Product Description
Capitalism's got a mad crush on collaboration--witness all the new business models based on "collaboration studies" and expensive corporate groupware, or the billions spent on YouTube -- but beneath all the flirtation, capitalism needs to stay in control. As long as the process of collaboration is controlled by external interests, the relationship will always be one of forced cooperation. And though it's way more challenging (for the participants and in terms of resistance), free cooperation will always be a lot sexier than forced cooperation. Inspired by the collaborative models of the open-source software movement, Rosa Luxemburg Award-winning German writer Christoph Spehr, Howard Rheingold, Brian Holmes and the editors critique both the received capitalist and socialist methods of social integration, and elaborate a practical vision for a third alternative, one that promises to surmount the problems of inequality on the one hand and the lack of individual freedoms on the other. Part utopian intervention, part radical polemic and activist manual,
The Art of Free Cooperation also includes a DVD with additional texts, highlights from an international "Free Cooperation" conference, and a feature-length film collage, narrated by Tony Conrad, illustrating the principles of Free Cooperation through the visual language of science fiction.
About the Author
Trebor Scholz works both collaboratively and individually as an artist, writer, activist, and organizer.
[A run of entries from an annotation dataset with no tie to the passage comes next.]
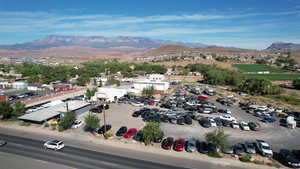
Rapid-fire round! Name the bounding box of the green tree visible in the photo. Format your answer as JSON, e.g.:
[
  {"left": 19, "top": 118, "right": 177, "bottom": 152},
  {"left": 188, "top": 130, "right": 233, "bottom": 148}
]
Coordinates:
[
  {"left": 0, "top": 102, "right": 14, "bottom": 119},
  {"left": 85, "top": 88, "right": 97, "bottom": 100},
  {"left": 84, "top": 113, "right": 100, "bottom": 131},
  {"left": 12, "top": 101, "right": 26, "bottom": 117},
  {"left": 205, "top": 128, "right": 228, "bottom": 151},
  {"left": 293, "top": 79, "right": 300, "bottom": 90},
  {"left": 142, "top": 86, "right": 154, "bottom": 98},
  {"left": 59, "top": 111, "right": 76, "bottom": 130},
  {"left": 142, "top": 122, "right": 164, "bottom": 145},
  {"left": 239, "top": 78, "right": 282, "bottom": 95}
]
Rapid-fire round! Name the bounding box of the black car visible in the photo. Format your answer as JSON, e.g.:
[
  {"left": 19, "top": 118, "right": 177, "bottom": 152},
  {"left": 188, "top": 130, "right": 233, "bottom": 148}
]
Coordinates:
[
  {"left": 196, "top": 141, "right": 208, "bottom": 154},
  {"left": 184, "top": 115, "right": 193, "bottom": 125},
  {"left": 278, "top": 149, "right": 300, "bottom": 168},
  {"left": 233, "top": 144, "right": 245, "bottom": 155},
  {"left": 199, "top": 117, "right": 211, "bottom": 128},
  {"left": 161, "top": 137, "right": 174, "bottom": 150},
  {"left": 116, "top": 126, "right": 127, "bottom": 137},
  {"left": 248, "top": 122, "right": 261, "bottom": 131},
  {"left": 177, "top": 117, "right": 185, "bottom": 125},
  {"left": 132, "top": 130, "right": 143, "bottom": 142},
  {"left": 97, "top": 124, "right": 111, "bottom": 134}
]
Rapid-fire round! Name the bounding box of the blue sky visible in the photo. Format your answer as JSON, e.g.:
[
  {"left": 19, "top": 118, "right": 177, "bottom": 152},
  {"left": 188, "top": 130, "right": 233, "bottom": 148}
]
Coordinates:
[{"left": 0, "top": 0, "right": 300, "bottom": 49}]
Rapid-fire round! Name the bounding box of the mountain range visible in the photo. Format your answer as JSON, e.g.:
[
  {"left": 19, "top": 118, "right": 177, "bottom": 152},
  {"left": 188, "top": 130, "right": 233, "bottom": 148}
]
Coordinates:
[
  {"left": 265, "top": 42, "right": 300, "bottom": 51},
  {"left": 0, "top": 35, "right": 208, "bottom": 50}
]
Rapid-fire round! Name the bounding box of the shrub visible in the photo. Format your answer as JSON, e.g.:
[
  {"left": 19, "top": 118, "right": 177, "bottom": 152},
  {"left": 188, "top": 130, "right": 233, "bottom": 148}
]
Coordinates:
[
  {"left": 58, "top": 126, "right": 65, "bottom": 132},
  {"left": 104, "top": 133, "right": 114, "bottom": 139},
  {"left": 207, "top": 152, "right": 222, "bottom": 158},
  {"left": 239, "top": 154, "right": 251, "bottom": 163},
  {"left": 44, "top": 122, "right": 49, "bottom": 127},
  {"left": 19, "top": 121, "right": 31, "bottom": 126}
]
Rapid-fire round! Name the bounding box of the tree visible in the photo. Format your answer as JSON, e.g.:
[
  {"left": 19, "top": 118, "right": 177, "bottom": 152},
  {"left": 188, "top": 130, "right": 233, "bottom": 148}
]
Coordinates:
[
  {"left": 142, "top": 122, "right": 164, "bottom": 145},
  {"left": 205, "top": 128, "right": 228, "bottom": 150},
  {"left": 239, "top": 78, "right": 282, "bottom": 95},
  {"left": 12, "top": 101, "right": 26, "bottom": 117},
  {"left": 293, "top": 79, "right": 300, "bottom": 90},
  {"left": 59, "top": 111, "right": 76, "bottom": 130},
  {"left": 142, "top": 86, "right": 154, "bottom": 98},
  {"left": 85, "top": 88, "right": 97, "bottom": 100},
  {"left": 0, "top": 102, "right": 13, "bottom": 119},
  {"left": 84, "top": 113, "right": 100, "bottom": 131}
]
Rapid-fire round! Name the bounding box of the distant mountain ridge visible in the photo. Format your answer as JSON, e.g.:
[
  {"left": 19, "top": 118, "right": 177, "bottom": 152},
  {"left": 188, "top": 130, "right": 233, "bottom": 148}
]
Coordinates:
[
  {"left": 265, "top": 42, "right": 300, "bottom": 51},
  {"left": 0, "top": 35, "right": 208, "bottom": 50}
]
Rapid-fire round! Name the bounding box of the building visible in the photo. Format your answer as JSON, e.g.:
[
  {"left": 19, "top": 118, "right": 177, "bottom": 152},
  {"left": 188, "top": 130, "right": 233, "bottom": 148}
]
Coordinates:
[
  {"left": 92, "top": 86, "right": 139, "bottom": 102},
  {"left": 133, "top": 79, "right": 170, "bottom": 94},
  {"left": 12, "top": 82, "right": 28, "bottom": 89},
  {"left": 18, "top": 100, "right": 90, "bottom": 124}
]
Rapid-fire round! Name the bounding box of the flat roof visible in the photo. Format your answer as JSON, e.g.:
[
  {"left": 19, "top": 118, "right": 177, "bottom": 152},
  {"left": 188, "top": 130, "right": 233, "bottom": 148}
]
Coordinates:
[{"left": 18, "top": 100, "right": 89, "bottom": 123}]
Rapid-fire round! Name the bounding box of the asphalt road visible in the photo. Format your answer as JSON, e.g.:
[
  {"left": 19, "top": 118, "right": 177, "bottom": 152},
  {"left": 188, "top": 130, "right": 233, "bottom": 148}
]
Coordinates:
[{"left": 0, "top": 134, "right": 189, "bottom": 169}]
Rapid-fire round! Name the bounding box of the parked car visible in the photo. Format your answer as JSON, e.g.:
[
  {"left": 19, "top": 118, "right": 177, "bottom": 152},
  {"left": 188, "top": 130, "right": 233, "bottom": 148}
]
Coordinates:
[
  {"left": 248, "top": 122, "right": 261, "bottom": 131},
  {"left": 116, "top": 126, "right": 127, "bottom": 137},
  {"left": 223, "top": 146, "right": 234, "bottom": 154},
  {"left": 261, "top": 117, "right": 276, "bottom": 123},
  {"left": 279, "top": 149, "right": 300, "bottom": 168},
  {"left": 255, "top": 140, "right": 273, "bottom": 157},
  {"left": 96, "top": 124, "right": 111, "bottom": 134},
  {"left": 123, "top": 128, "right": 137, "bottom": 138},
  {"left": 161, "top": 137, "right": 174, "bottom": 150},
  {"left": 0, "top": 140, "right": 7, "bottom": 147},
  {"left": 243, "top": 141, "right": 256, "bottom": 154},
  {"left": 173, "top": 138, "right": 185, "bottom": 151},
  {"left": 71, "top": 120, "right": 83, "bottom": 129},
  {"left": 44, "top": 140, "right": 65, "bottom": 150},
  {"left": 207, "top": 143, "right": 220, "bottom": 153},
  {"left": 230, "top": 122, "right": 240, "bottom": 129},
  {"left": 186, "top": 138, "right": 197, "bottom": 152},
  {"left": 220, "top": 114, "right": 236, "bottom": 121},
  {"left": 240, "top": 121, "right": 250, "bottom": 131},
  {"left": 196, "top": 141, "right": 208, "bottom": 154},
  {"left": 132, "top": 130, "right": 143, "bottom": 142},
  {"left": 233, "top": 144, "right": 245, "bottom": 155}
]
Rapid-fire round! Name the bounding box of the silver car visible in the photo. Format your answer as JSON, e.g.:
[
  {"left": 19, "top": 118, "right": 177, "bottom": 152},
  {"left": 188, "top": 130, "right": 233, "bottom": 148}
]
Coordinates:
[{"left": 186, "top": 138, "right": 197, "bottom": 152}]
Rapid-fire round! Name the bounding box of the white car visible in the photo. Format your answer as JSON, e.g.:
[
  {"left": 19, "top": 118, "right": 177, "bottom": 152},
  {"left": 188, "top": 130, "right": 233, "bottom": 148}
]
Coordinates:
[
  {"left": 44, "top": 140, "right": 65, "bottom": 150},
  {"left": 220, "top": 114, "right": 236, "bottom": 121},
  {"left": 71, "top": 120, "right": 83, "bottom": 129},
  {"left": 208, "top": 119, "right": 217, "bottom": 127},
  {"left": 240, "top": 121, "right": 250, "bottom": 131},
  {"left": 256, "top": 140, "right": 273, "bottom": 157},
  {"left": 231, "top": 122, "right": 240, "bottom": 129}
]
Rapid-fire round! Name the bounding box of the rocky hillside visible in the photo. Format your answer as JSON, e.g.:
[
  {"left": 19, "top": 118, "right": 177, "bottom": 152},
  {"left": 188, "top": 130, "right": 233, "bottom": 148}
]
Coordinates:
[{"left": 265, "top": 42, "right": 300, "bottom": 51}]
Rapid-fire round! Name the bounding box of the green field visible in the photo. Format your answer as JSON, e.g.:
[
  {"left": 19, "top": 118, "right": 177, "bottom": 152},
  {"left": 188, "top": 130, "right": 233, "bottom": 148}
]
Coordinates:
[
  {"left": 233, "top": 64, "right": 286, "bottom": 73},
  {"left": 243, "top": 74, "right": 300, "bottom": 81}
]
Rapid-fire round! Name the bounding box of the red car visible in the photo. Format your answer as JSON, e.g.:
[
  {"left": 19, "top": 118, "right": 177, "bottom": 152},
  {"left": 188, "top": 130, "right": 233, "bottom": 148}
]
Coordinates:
[
  {"left": 173, "top": 138, "right": 185, "bottom": 151},
  {"left": 123, "top": 128, "right": 137, "bottom": 138}
]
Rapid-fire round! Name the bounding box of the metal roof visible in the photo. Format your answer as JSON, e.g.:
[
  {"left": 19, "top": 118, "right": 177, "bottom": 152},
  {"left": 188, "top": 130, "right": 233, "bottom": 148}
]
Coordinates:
[{"left": 18, "top": 100, "right": 89, "bottom": 123}]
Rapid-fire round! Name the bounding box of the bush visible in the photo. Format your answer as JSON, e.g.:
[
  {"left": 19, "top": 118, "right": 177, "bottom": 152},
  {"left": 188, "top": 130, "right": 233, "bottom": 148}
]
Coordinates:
[
  {"left": 59, "top": 111, "right": 76, "bottom": 130},
  {"left": 44, "top": 122, "right": 49, "bottom": 127},
  {"left": 84, "top": 113, "right": 100, "bottom": 132},
  {"left": 104, "top": 133, "right": 114, "bottom": 139},
  {"left": 58, "top": 126, "right": 65, "bottom": 132},
  {"left": 239, "top": 154, "right": 251, "bottom": 163},
  {"left": 143, "top": 122, "right": 164, "bottom": 145},
  {"left": 207, "top": 152, "right": 222, "bottom": 158},
  {"left": 19, "top": 121, "right": 31, "bottom": 126}
]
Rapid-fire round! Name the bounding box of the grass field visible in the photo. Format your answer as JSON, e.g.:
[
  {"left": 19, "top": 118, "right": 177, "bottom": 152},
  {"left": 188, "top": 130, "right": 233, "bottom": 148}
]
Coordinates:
[
  {"left": 243, "top": 74, "right": 300, "bottom": 81},
  {"left": 233, "top": 64, "right": 285, "bottom": 73}
]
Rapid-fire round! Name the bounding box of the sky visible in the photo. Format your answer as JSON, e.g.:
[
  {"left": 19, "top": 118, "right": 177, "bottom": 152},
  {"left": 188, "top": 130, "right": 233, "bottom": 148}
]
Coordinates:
[{"left": 0, "top": 0, "right": 300, "bottom": 50}]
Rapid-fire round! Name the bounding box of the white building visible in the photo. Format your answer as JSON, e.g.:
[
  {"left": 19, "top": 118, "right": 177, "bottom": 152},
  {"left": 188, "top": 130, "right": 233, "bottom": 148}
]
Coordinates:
[
  {"left": 12, "top": 82, "right": 28, "bottom": 89},
  {"left": 91, "top": 86, "right": 139, "bottom": 102},
  {"left": 133, "top": 80, "right": 170, "bottom": 93},
  {"left": 147, "top": 74, "right": 165, "bottom": 81}
]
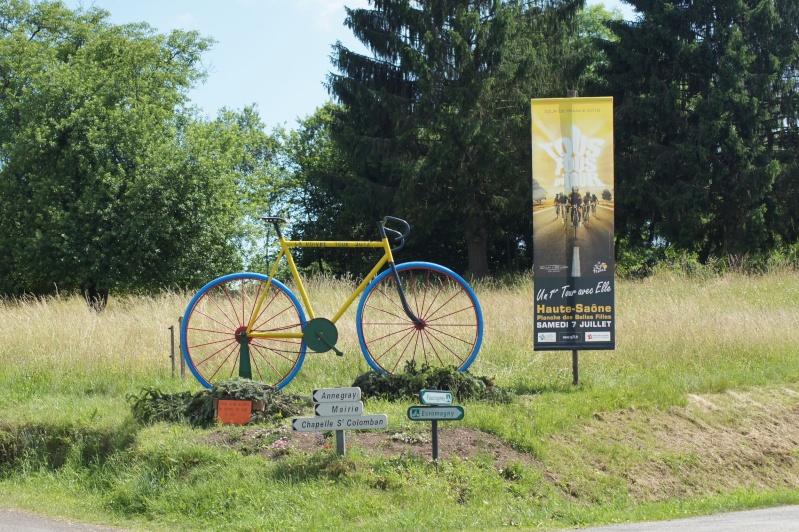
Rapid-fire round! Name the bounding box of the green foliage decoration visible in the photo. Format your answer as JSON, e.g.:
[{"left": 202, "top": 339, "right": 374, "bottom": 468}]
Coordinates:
[
  {"left": 128, "top": 378, "right": 310, "bottom": 426},
  {"left": 353, "top": 360, "right": 513, "bottom": 403}
]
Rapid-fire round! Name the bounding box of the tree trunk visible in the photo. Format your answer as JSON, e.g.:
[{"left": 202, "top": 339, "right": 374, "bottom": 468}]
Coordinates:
[{"left": 466, "top": 220, "right": 489, "bottom": 279}]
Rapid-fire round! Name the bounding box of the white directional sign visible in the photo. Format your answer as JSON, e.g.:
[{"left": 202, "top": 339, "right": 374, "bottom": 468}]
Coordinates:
[
  {"left": 408, "top": 406, "right": 463, "bottom": 421},
  {"left": 311, "top": 387, "right": 361, "bottom": 403},
  {"left": 314, "top": 401, "right": 363, "bottom": 416},
  {"left": 419, "top": 390, "right": 452, "bottom": 405},
  {"left": 291, "top": 414, "right": 388, "bottom": 432}
]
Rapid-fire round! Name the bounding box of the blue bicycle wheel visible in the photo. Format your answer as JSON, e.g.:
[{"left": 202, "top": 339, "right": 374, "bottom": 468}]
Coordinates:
[
  {"left": 180, "top": 273, "right": 306, "bottom": 389},
  {"left": 355, "top": 262, "right": 483, "bottom": 373}
]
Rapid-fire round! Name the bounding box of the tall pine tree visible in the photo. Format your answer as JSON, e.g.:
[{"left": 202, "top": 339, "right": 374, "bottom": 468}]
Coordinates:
[
  {"left": 329, "top": 0, "right": 583, "bottom": 276},
  {"left": 604, "top": 0, "right": 799, "bottom": 259}
]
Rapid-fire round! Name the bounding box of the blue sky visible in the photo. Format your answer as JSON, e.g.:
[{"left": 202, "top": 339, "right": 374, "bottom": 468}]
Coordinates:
[{"left": 63, "top": 0, "right": 632, "bottom": 129}]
He is the founder of the Institute for Distributed Creativity (IDC), and is professor and researcher in the Department of Media Study at the SUNY Buffalo.
Geert Lovink, a Dutch media theorist living in Australia, is author of Dark Fiber, Uncanny Networks and My First Recession. He is a member of the Adilkno collective (Cracking the Movement, The Media Archive) and co-founder of internet projects such as The Digital City, Nettime, Fibreculture and Incommunicado. He is founder and director of the Institute of Network Cultures.